A value is the principle or ideal you are trying to uphold, such as fairness, safety, inclusion, work ethic, integrity or environmental care. 

A solution is the concrete action, policy or project you think will best deliver that value, such as introducing new safety procedures, building more ramps, introducing a particular policy or banning single-use plastics. 

By pulling those two layers apart, we can protect shared values while staying open to different ways of achieving them.  

When someone disagrees with our proposed solution, it does not mean they are disagreeing with the value behind it. Ideally, the situation is an opportunity to seek a different, possibly more creative, solution – together.  
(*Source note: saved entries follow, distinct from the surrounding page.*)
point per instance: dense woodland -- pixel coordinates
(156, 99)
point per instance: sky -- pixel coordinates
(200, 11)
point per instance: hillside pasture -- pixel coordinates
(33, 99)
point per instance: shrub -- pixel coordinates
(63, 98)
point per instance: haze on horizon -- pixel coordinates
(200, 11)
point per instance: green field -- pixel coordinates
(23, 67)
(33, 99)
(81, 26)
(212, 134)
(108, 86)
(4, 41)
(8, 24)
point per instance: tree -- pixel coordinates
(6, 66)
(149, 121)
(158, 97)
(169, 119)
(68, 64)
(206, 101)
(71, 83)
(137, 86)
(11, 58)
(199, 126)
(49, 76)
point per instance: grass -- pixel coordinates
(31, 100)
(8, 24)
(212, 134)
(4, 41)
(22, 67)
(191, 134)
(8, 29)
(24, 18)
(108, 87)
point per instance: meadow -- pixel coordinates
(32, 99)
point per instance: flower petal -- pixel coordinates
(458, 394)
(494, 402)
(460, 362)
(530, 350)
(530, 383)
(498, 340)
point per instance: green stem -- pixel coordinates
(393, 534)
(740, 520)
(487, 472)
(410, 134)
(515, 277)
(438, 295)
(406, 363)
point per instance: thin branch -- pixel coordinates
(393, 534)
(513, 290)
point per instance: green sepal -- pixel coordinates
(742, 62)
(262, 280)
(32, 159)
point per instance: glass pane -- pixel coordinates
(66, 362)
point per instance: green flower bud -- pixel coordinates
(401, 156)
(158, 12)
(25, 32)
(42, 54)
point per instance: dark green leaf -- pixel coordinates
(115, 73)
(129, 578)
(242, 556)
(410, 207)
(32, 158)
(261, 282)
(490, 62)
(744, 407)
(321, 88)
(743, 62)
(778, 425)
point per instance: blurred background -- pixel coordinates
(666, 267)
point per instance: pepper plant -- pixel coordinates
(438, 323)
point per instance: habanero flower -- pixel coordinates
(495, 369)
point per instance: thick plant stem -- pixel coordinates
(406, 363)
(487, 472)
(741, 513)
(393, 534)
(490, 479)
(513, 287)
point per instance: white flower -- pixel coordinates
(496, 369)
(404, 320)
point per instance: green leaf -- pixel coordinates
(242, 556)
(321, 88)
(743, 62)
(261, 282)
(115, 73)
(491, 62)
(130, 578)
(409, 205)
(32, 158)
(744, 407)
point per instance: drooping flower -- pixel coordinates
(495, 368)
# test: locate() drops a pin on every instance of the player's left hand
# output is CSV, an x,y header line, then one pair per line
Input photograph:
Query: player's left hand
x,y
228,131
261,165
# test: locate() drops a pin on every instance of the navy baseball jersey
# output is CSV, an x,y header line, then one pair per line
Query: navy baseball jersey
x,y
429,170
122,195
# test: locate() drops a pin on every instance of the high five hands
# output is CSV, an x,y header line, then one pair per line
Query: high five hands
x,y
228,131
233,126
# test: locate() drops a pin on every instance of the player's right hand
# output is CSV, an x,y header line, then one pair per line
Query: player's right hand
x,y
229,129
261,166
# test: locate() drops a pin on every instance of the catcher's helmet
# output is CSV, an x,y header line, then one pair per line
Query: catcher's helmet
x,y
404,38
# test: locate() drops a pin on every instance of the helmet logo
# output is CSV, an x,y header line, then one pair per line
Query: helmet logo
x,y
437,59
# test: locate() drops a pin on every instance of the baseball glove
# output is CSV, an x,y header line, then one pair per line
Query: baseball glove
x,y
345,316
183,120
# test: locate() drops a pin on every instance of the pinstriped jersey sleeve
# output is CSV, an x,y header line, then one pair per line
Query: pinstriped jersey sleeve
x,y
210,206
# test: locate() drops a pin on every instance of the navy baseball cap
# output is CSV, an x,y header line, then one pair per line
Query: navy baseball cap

Here’s a method for separating values from proposed solutions, broken down into 10 steps. This can help a board or team to understand what they are all working towards and to generate ideas on how to best achieve their goal. 

1. Name the shared value. 

Start by identifying the moral or civic principle driving the conversation – for example, fairness, safety, inclusion, stewardship, dignity, transparency or sustainability. 

2. State the proposed action. 

Write down the specific policy, program or decision on the table. Avoid using shorthand or making assumptions: spell it out. 

3. Ask “What is this action trying to protect or express?” 

Connect the action to the value. This often reveals that opposing actions can serve the same value in different ways. It helps us to recognise that our suggested solution is not a value in itself; it is just one way to express the value. This reduces what is at stake. 

4. List at least two alternative actions that could serve the same value. 

Push beyond the first idea. There is always more than one way to live or express a principle. Even if you liked the first idea, it’s helpful to have options to compare it to. 

5. Name the trade-offs honestly. 

Every option will cost something – for example, time, money, reputation or attention. Sometimes a solution will come at a higher cost to one group of people than another. Write the costs down.  

6. Separate evidence from ideology. 

Ask “What do we actually know?”, not “What do we assume?” Gather data, examples or case studies. 

7. Define what “success” means for this value. 

Translate the principle into measurable or observable results, such as “fewer complaints,” “increased participation” or “lower energy costs”. 

8. Ask “What evidence would change our minds?” 

Identify the signals that would prompt a rethink. This builds humility and accountability. It takes courage and can feel very uncomfortable. 

9. Check for alignment with other values. 

Sometimes one value clashes with another (e.g. transparency vs privacy). Note where tensions exist so you can balance them deliberately. 

10. Summarise the insight. 

End with one short statement capturing what you have learned; for example: 

“We all value fairness, but we differ on the best way to achieve it. We will trial option A for six months and then review the data together.”